Wednesday, May 22, 2013

Being Noah

I've been thinking a lot about Noah and his diagnosis. We see evidence of it every day, at every activity from eating to dressing himself to playing soccer in the backyard. MD (Myoclonus-dystonia disorder for the uninitiated) is part of our daily existence and many times I forget. I forget that he has a condition that will never get better. I forget to not yell when he trembles and spills his milk (often) or his spoon suddenly flies out of his hand onto the floor. I forget to not scold him when he's stumbling on the soccer field, attempting to cover his missteps by acting goofy. At almost five years old, he's a master at redirection.

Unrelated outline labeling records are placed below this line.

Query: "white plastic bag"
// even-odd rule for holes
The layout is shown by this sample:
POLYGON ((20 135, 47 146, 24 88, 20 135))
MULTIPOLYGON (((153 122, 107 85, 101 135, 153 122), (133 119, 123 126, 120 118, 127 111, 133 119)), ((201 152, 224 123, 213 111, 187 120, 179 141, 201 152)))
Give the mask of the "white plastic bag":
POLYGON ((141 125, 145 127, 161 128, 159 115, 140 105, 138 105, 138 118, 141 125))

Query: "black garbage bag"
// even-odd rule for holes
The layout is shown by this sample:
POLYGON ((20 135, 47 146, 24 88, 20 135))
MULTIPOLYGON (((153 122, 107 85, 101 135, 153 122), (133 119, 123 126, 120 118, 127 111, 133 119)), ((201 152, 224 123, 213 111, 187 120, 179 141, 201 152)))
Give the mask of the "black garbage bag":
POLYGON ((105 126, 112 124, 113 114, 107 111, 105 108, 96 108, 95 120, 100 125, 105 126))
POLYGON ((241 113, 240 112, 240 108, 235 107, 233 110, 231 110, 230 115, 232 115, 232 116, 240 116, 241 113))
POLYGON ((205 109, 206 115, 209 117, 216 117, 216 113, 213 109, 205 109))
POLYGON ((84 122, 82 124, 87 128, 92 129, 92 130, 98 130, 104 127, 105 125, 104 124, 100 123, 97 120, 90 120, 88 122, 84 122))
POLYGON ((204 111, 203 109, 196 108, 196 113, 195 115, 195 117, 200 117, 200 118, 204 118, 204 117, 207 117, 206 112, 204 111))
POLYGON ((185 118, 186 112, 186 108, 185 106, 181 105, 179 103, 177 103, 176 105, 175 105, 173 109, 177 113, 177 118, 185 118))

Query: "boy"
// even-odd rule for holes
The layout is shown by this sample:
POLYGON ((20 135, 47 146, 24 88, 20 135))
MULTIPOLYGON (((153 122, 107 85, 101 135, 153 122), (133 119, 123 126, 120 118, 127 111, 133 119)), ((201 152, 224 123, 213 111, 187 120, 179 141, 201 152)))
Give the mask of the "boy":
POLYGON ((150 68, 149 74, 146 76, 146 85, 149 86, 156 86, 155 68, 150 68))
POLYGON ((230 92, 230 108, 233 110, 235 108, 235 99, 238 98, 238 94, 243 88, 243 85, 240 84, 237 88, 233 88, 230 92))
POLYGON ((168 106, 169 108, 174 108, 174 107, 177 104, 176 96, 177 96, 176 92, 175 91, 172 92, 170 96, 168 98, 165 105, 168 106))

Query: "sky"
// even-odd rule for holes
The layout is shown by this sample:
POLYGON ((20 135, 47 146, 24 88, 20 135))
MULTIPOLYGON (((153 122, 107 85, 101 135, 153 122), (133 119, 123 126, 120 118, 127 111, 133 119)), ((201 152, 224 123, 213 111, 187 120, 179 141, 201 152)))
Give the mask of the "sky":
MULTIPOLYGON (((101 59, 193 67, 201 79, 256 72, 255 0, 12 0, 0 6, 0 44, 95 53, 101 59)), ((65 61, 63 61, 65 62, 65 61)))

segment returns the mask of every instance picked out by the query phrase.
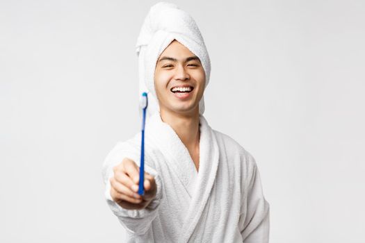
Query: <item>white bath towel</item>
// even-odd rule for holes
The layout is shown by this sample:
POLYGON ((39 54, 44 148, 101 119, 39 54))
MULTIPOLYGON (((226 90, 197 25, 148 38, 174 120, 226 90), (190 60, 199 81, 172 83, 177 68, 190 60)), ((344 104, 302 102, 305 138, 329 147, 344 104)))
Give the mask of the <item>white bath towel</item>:
POLYGON ((129 242, 266 243, 269 204, 254 158, 200 116, 200 168, 159 112, 145 130, 146 171, 157 194, 141 210, 125 210, 111 197, 112 167, 125 157, 139 165, 140 133, 118 142, 103 167, 105 196, 128 232, 129 242))
MULTIPOLYGON (((205 72, 205 87, 209 83, 211 62, 200 31, 194 19, 174 3, 160 2, 151 7, 137 39, 136 51, 138 56, 139 92, 149 92, 147 114, 159 110, 154 90, 154 75, 156 62, 163 50, 177 40, 197 56, 205 72)), ((204 111, 204 97, 199 103, 199 112, 204 111)))

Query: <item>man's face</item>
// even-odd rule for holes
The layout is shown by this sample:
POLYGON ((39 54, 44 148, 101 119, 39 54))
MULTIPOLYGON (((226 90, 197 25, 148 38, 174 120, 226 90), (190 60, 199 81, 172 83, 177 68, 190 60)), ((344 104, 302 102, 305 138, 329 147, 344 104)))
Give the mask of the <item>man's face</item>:
POLYGON ((156 64, 154 87, 160 111, 198 112, 204 85, 205 72, 199 58, 180 42, 172 41, 156 64))

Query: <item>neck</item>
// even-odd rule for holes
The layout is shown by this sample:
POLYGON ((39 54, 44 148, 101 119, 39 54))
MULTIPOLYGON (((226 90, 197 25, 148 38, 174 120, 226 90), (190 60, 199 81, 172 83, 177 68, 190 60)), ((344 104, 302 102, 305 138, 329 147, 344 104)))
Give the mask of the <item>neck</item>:
POLYGON ((174 129, 189 151, 199 149, 200 132, 198 109, 188 115, 170 112, 161 109, 160 115, 162 121, 174 129))

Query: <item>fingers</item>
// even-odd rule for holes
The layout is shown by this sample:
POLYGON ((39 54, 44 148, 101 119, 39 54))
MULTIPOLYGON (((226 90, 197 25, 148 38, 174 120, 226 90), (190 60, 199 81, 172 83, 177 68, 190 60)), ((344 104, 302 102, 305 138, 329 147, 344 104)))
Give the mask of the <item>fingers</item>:
MULTIPOLYGON (((112 180, 111 180, 111 181, 112 180)), ((130 197, 127 194, 117 192, 113 186, 111 188, 111 196, 112 199, 116 202, 127 201, 131 203, 140 203, 143 201, 142 199, 140 198, 135 199, 133 197, 130 197)))
POLYGON ((111 185, 118 193, 123 194, 131 198, 141 199, 141 196, 138 193, 134 192, 131 188, 122 184, 113 177, 111 178, 111 185))

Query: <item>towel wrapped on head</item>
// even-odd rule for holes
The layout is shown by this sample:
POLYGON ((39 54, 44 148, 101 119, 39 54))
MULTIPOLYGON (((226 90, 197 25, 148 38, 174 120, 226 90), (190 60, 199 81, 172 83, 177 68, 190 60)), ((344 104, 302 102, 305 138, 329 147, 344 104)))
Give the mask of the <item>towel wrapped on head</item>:
MULTIPOLYGON (((205 87, 209 82, 211 62, 203 37, 194 19, 174 4, 160 2, 151 7, 140 30, 136 44, 138 56, 139 92, 148 92, 148 115, 159 111, 154 90, 154 70, 161 53, 176 40, 197 56, 205 72, 205 87)), ((204 97, 199 112, 204 111, 204 97)))

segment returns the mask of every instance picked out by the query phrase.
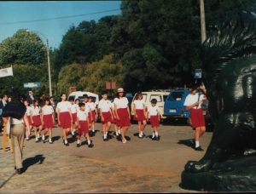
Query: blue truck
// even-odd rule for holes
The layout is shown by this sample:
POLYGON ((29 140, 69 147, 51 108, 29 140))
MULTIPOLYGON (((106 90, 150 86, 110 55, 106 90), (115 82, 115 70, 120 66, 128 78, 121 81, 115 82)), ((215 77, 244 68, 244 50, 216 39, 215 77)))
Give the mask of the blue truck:
MULTIPOLYGON (((186 119, 189 122, 189 111, 184 106, 184 101, 189 90, 186 88, 174 89, 167 96, 164 106, 164 116, 167 119, 186 119)), ((206 119, 207 128, 212 128, 213 123, 208 111, 208 101, 205 101, 201 105, 203 115, 206 119)))

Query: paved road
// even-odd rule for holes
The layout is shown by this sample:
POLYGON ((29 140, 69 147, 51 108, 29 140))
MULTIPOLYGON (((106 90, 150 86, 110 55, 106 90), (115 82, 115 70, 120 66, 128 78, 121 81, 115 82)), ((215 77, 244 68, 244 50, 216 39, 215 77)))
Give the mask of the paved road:
MULTIPOLYGON (((96 129, 101 124, 96 123, 96 129)), ((160 127, 160 141, 134 136, 137 125, 122 144, 114 138, 102 141, 101 131, 92 138, 95 146, 64 146, 61 129, 54 128, 52 145, 25 142, 24 166, 16 174, 10 151, 0 150, 0 193, 81 193, 81 192, 194 192, 179 187, 180 174, 188 160, 199 160, 205 151, 195 151, 181 140, 193 137, 188 126, 160 127)), ((148 126, 147 135, 152 130, 148 126)), ((206 133, 201 146, 207 148, 212 133, 206 133)), ((3 136, 0 137, 2 146, 3 136)), ((72 139, 69 140, 72 142, 72 139)))

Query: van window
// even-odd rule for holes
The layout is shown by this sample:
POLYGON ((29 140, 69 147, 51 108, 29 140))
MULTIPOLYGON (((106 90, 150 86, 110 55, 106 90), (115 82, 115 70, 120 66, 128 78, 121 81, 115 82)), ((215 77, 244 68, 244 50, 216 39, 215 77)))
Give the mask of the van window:
POLYGON ((168 97, 168 95, 163 95, 164 98, 164 102, 166 100, 166 98, 168 97))
POLYGON ((149 101, 151 101, 152 99, 156 99, 156 100, 157 100, 158 102, 161 102, 161 101, 162 101, 162 97, 161 97, 161 95, 160 95, 160 94, 153 94, 153 95, 150 95, 149 101))
POLYGON ((70 96, 68 97, 67 100, 69 101, 70 99, 75 100, 75 97, 76 97, 75 95, 70 95, 70 96))
POLYGON ((184 94, 184 92, 172 92, 167 100, 169 101, 180 101, 183 99, 183 96, 184 94))

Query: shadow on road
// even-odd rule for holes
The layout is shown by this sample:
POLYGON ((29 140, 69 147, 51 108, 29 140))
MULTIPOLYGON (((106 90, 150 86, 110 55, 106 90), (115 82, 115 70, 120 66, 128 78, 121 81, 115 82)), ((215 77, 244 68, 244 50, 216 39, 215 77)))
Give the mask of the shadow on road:
POLYGON ((39 164, 43 163, 44 161, 45 157, 44 157, 44 155, 40 154, 40 155, 37 155, 34 157, 28 157, 26 159, 25 159, 23 161, 23 168, 24 168, 24 172, 30 167, 38 163, 39 163, 39 164))
POLYGON ((189 147, 194 148, 195 147, 195 140, 194 139, 179 140, 177 144, 183 144, 189 147))

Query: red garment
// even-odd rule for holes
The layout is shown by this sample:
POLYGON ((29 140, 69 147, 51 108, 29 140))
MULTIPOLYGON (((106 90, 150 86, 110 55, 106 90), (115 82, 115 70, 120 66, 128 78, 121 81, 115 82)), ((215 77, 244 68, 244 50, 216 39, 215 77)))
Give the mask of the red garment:
POLYGON ((143 109, 136 109, 137 117, 134 117, 137 121, 146 121, 146 117, 144 115, 144 110, 143 109))
POLYGON ((61 128, 71 128, 71 117, 68 111, 60 112, 61 128))
POLYGON ((205 127, 205 117, 203 116, 203 111, 201 108, 199 109, 190 109, 190 118, 193 128, 205 127))
POLYGON ((111 113, 110 113, 110 111, 108 111, 108 112, 102 112, 102 117, 103 117, 103 118, 104 118, 104 121, 102 121, 102 123, 103 124, 105 124, 105 123, 108 123, 108 122, 112 122, 112 117, 111 117, 111 113))
POLYGON ((152 128, 158 128, 159 127, 159 119, 158 116, 150 116, 150 124, 152 128))
POLYGON ((95 122, 96 121, 96 111, 91 111, 91 121, 90 122, 95 122))
POLYGON ((89 133, 88 121, 79 121, 79 124, 80 126, 80 128, 79 128, 79 134, 89 133))
POLYGON ((42 125, 40 115, 32 116, 32 120, 33 120, 32 125, 34 127, 38 127, 38 126, 42 125))
POLYGON ((44 115, 43 121, 44 121, 44 128, 53 128, 55 125, 54 121, 52 119, 52 114, 44 115))
POLYGON ((118 121, 118 126, 119 127, 130 127, 130 118, 127 108, 119 108, 117 109, 117 113, 119 115, 119 120, 118 121))
POLYGON ((72 113, 73 123, 77 122, 77 113, 72 113))
POLYGON ((27 121, 28 121, 28 124, 32 125, 32 121, 31 121, 30 116, 27 116, 27 121))

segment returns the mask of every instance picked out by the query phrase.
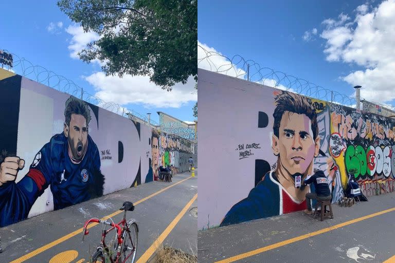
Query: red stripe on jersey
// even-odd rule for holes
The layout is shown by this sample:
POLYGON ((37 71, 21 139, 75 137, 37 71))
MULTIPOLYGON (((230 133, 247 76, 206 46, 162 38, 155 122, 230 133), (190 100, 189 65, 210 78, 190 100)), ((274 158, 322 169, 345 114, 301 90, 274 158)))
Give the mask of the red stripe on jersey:
POLYGON ((306 200, 300 203, 295 203, 294 200, 291 199, 290 196, 285 193, 283 190, 281 191, 282 195, 282 213, 287 214, 295 211, 304 210, 307 209, 306 204, 306 200))
POLYGON ((26 176, 29 177, 33 179, 33 181, 35 182, 35 184, 37 185, 39 191, 41 191, 43 189, 43 186, 46 182, 45 177, 44 177, 42 173, 39 170, 30 169, 26 176))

"Mommy, what do you think runs through the pipes underground or through the walls? Is it only water and gas or is there electricity? Does it have a color? Or a taste?"

"Focus on your scissors, Noah. Open, close, open, close. Hold the paper with your free hand. Like this."

"Mommy, when an astronaut goes to outerspace, how long does his air supply tank last? Can he REALLY do backflips in the air?"

"Noah. Pay attention to your task."

"I'm done with cutting now."

His handwriting is atrocious, he can't cut a straight line for the life of him, he despises "art" at school, he will NEVER choose crafts over...anything else.

But he's perfect. He looks like me but is his father's child. He may have inherited Tim's rare genetic mutation but he also inherited his wicked sense of humor, his curiosity and inquisitiveness and his talent for making friends. Noah reminds me that you never know what you're going to get and, sometimes, what you get is exactly what you always wanted.